Universal / 130 Minutes / 2012 / Rated R / Street Date: February 19, 2013
It should have worked. Look at the pedigree that this Anna Karenina adaptation has: a hot, Oscar-bait director (Joe Wright), a high-profile cast (Keira Knightley, Jude Law), a script from an Oscar winner (Tom Stoppard), and a production team that was able to snag four Academy Award nominations even though the end result film couldn’t find a good review anywhere. For a studio, this kind of movie is awards season gold.
Yet Anna Karenina is purposefully, almost brazenly dull, a film that appears hell-bent on eschewing the norms that a period piece romance of this style usually resorts to. This is a heady adaptation of Tolstoy’s novel, one that takes a lot of time chronicling the historical syntax of the love story at its center, but feels almost insistent in sidestepping around its more melodramatic aspects. It feels more like a graduate thesis on Anna Karenina than Anna Karenina itself.
The crux in Anna Karenina is true love and what one is willing to sacrifice in order to maintain it. Our titular heroine (Knightley) has a nice enough husband (Law) and a kid, and everything seems to be coming up roses - until she crosses the path of a cavalryman by the name of Alexi Vronsky (Aaron Taylor-Johnson) who lights a fire in her that she never knew could be possible. Not to give too much away, but things don’t end up all that well for ol’ Anna (that’s an understatement), but as her life and cultural status careen toward disaster, at least she’s able to find some passion along the way.

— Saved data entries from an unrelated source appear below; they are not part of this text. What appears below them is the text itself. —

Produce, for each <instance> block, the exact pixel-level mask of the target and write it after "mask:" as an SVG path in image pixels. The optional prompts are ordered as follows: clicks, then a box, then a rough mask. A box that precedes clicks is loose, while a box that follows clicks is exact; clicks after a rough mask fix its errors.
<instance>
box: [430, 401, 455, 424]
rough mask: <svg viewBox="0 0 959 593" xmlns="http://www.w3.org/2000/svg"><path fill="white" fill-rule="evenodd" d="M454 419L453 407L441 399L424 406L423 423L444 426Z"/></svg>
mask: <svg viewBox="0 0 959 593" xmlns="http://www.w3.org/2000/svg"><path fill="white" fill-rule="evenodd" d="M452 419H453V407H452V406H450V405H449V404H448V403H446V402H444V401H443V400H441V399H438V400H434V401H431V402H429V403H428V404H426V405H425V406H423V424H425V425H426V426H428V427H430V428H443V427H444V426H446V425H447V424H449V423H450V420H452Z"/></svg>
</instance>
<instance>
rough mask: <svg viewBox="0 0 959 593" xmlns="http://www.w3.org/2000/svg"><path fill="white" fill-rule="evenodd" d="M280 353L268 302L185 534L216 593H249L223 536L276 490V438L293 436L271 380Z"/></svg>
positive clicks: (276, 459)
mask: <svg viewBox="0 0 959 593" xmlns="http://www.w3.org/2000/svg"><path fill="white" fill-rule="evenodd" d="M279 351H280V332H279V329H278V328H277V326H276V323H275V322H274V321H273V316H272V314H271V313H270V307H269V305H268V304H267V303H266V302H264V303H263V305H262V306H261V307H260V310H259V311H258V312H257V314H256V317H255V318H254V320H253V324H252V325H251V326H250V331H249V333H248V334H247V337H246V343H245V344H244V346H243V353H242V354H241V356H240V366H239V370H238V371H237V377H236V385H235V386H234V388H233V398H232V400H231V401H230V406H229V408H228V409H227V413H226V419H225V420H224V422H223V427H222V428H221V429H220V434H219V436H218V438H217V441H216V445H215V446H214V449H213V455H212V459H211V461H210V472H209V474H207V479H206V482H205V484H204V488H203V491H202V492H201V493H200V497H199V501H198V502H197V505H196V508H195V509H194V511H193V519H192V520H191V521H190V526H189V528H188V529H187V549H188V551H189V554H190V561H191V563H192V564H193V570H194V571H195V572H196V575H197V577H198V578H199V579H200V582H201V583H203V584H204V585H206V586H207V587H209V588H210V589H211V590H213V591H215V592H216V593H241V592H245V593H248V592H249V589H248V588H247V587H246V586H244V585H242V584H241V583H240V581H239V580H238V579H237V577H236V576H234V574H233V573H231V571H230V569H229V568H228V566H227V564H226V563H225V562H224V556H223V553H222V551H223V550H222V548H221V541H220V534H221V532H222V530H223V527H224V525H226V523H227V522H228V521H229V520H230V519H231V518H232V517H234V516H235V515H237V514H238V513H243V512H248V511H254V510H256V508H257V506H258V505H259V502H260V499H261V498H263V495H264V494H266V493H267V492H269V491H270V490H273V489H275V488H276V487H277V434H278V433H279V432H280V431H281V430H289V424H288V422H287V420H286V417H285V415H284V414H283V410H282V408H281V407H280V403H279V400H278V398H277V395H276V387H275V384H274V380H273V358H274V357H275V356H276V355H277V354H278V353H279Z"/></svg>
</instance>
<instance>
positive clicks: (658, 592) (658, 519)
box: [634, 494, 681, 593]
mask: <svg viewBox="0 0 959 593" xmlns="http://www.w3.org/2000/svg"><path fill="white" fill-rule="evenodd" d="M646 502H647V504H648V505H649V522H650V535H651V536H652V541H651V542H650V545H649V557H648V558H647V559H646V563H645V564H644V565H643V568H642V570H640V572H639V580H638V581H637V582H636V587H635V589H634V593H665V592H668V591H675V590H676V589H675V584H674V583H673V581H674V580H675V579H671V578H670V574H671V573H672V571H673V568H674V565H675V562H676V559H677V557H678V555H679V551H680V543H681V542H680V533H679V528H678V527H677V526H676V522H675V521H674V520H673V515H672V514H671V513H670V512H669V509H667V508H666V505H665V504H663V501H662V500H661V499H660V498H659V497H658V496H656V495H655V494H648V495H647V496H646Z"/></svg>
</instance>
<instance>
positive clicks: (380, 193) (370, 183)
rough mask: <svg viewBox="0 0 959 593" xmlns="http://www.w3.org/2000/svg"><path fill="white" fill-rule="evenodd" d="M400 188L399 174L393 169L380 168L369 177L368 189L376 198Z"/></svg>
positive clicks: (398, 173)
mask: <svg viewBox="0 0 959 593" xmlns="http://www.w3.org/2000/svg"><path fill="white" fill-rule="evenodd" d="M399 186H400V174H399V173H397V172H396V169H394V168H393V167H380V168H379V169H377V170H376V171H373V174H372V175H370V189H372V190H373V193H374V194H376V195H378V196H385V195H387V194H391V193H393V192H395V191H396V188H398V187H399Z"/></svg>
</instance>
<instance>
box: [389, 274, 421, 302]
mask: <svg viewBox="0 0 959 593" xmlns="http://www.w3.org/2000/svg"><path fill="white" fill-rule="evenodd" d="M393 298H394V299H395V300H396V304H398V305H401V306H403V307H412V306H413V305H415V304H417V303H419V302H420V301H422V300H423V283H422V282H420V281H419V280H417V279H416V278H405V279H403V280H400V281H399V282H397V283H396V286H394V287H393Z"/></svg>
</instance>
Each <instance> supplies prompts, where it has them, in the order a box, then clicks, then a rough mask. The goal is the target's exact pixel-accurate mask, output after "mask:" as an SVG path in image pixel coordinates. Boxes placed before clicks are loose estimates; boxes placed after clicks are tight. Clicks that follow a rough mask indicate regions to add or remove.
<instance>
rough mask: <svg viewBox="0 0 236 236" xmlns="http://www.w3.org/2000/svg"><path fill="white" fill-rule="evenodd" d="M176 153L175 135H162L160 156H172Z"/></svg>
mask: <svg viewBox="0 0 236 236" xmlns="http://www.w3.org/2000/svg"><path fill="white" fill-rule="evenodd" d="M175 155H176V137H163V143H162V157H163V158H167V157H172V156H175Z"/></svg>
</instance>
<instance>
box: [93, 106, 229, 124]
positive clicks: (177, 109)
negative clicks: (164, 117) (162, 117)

As swooning as Anna Karenina can often be, though, it comes across in Wright’s hands as being surprisingly dramatically inert. Synopsizing or truncating Tolstoy’s story lends it a distinct soap opera air, and Wright and Stoppard are fervent in their desire not to turn Anna into a Lifetime movie, but what they’ve missed in this decision is the universal erotic ferocity at the core of Tolstoy’s story. The way this new version of the saga is told, we’re spectators to the romantic connections in the film, but we’re never de facto participants in it: this Anna Karenina has all the vestiges of a big Hollywood romance, but, to be frank, it kinda forgot to throw in the romance.